Les derniers mois ont été des plus essoufflants en ce qui concerne le bitcoin. Jeudi matin, sa valeur était fixée à 66 144 dollars canadiens. Il était sous les 40 000 dollars un peu avant la fin janvier; 10 000 dollars de moins qu’au début de ce mois.

Le bitcoin se situait sous les 20 000 dollars dans les premiers jours de novembre 2020. Il y a un an, on pouvait le négocier pour environ 10 000 dollars.

Plusieurs fortunes se sont bâties rapidement avec cette poussée de valeur.

De plus, on a assisté récemment des annonces importantes concernant le bitcoin, rappelle M. Lavallée, un spécialiste des marchés boursiers.

À commencer par le manufacturier de voitures électriques Tesla qui a décidé de se tourner vers le bitcoin. Il y a quelques jours on apprenait que l’entreprise d’Elon Musk avait investi 1,5 milliard de dollars dans le bitcoin. Tesla accepte dorénavant la devise virtuelle comme moyen de paiement pour les véhicules. Les observateurs voyaient là une marque de confiance envers la cryptomonnaie.

« Elon Musk est un rebelle et il veut lancer le message que son entreprise va se montrer un peu rebelle. Le bitcoin échappe aux autorités monétaires de la planète », commente-t-il.

« Quand on verra des géants comme Walmart adopter le bitcoin pour permettre aux clients de faire leurs achats, on pourra dire que c’est un wow pour cette monnaie. » 

Au milieu de 2020

Le tournant a eu lieu au milieu de 2020, estime M. Lavallée. Des investisseurs ont commencé à adopter cette cryptomonnaie pour diversifier leur portefeuille. 
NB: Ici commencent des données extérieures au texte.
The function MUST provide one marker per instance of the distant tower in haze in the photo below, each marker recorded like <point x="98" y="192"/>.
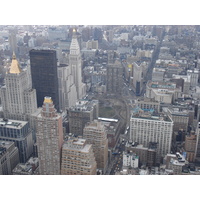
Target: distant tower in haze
<point x="44" y="75"/>
<point x="49" y="138"/>
<point x="76" y="68"/>
<point x="13" y="41"/>
<point x="18" y="97"/>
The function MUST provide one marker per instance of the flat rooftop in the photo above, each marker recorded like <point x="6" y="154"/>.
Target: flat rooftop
<point x="17" y="124"/>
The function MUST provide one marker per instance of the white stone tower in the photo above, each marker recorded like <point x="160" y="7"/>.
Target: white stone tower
<point x="75" y="64"/>
<point x="49" y="138"/>
<point x="18" y="97"/>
Autre signal d’alarme important : au début de la semaine, on apprenait que des fonds négociés en bourse (FNB) basés sur le bitcoin avaient obtenu le feu vert des autorités réglementaires canadiennes. 

« Ça devient un autre produit financier, note Mario Lavallée. Les gens peuvent les placer dans leur CELI ou leur REER. »

« Ça s’ajoute au buffet des produits financiers qui existent. »

À 66 144 dollars canadiens, le bitcoin devient de moins en moins accessible pour le consommateur moyen. M. Lavallée prévoit que la monnaie virtuelle sera divisible pour permettre de l’utiliser pour des achats de valeur équivalente à 5 $ et 10 $ par exemple.

« C’est digital. Donc, ça se divise très bien », fait-il remarquer.

« On peut s’attendre à ce que les détenteurs se mettre en à vendre pour prendre leurs profits. »

Mario Lavallée recommande fortement la prudence à ceux qui voudront s’aventurer dans cette nouvelle avenue du marché monétaire.